5. August 2013

VULCANO

William Dieterle  (Italien, 1950)
Anna Magnani (damals höchstbezahlter Star Italiens), wagte mit "Vulcano" eine Art Gegenstück zu Roberto Rossellinis zeitgleich entstandenem "Stromboli", mit dem sie dem Regisseur aus persönlichen Gründen eins auswischen wollte.
Eine Ähnlichkeit ist nicht von der Hand zu weisen: auch hier kommt eine Frau auf eine abgelegene Vulkaninsel, wo der alte Berg vor sich hinbrodelt und nichts Gutes verheißt, während man sich auch noch unter großen Strapazen an die rückständigen, intoleranten Dörfler anpassen muss.

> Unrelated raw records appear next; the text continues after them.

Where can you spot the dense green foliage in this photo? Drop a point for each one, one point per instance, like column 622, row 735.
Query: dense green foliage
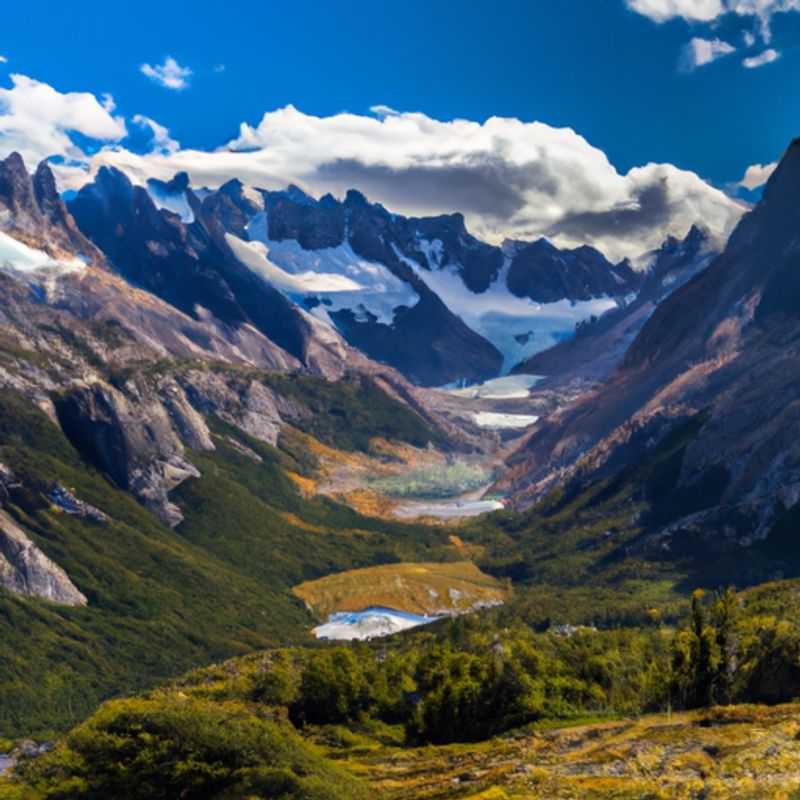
column 348, row 414
column 168, row 747
column 231, row 730
column 162, row 601
column 448, row 480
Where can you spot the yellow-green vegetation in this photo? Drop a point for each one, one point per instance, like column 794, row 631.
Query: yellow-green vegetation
column 731, row 753
column 414, row 588
column 162, row 601
column 444, row 480
column 561, row 714
column 171, row 745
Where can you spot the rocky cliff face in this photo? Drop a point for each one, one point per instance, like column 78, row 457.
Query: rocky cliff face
column 600, row 344
column 32, row 210
column 132, row 378
column 402, row 290
column 27, row 571
column 719, row 355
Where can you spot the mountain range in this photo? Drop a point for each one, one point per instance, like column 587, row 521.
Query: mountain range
column 212, row 397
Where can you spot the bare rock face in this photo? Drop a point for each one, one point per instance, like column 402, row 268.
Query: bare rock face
column 36, row 214
column 25, row 570
column 722, row 352
column 132, row 437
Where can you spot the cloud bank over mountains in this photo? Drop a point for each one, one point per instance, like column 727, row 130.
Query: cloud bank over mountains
column 700, row 51
column 511, row 179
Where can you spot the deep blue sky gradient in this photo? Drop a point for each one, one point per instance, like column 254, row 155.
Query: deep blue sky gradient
column 588, row 64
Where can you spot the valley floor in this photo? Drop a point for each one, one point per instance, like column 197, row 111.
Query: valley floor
column 730, row 753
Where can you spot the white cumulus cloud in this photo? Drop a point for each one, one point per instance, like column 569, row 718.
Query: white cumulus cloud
column 690, row 10
column 509, row 178
column 699, row 52
column 699, row 11
column 757, row 175
column 170, row 74
column 767, row 57
column 161, row 141
column 36, row 120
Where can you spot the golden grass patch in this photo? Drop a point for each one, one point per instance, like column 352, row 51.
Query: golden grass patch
column 429, row 588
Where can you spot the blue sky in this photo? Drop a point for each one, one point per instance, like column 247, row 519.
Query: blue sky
column 614, row 71
column 593, row 65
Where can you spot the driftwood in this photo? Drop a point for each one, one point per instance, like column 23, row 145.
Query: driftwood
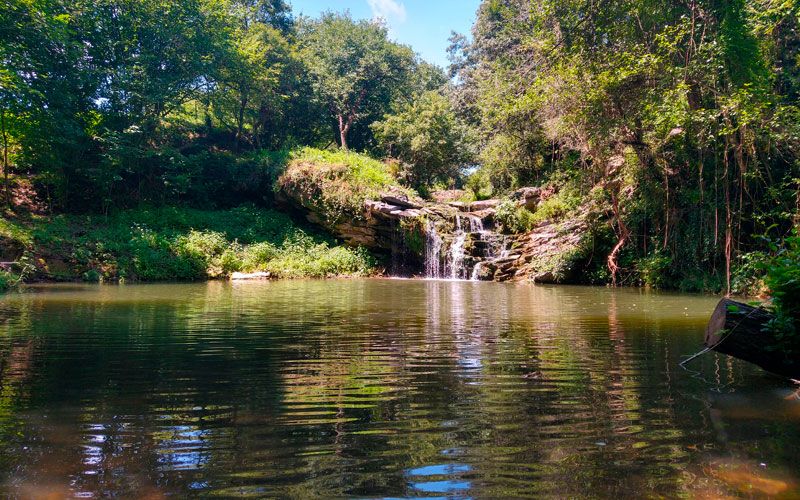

Die Bergman war im anderen Film bloß eine feine Großstadt-Dame, während die Magnani bereits ihre ersten Lebensjahre als junge Frau auf der Insel verbracht hat und nun mit schäbigem Image zurückkommt, da sie auf dem Festland in Neapel als Prostituierte arbeitete. Ihre naiven Jungmädchen-Träume vom glanzvollen Leben in einer Großstadt, wurden in all den Jahren der Abwesenheit zunichte gemacht. 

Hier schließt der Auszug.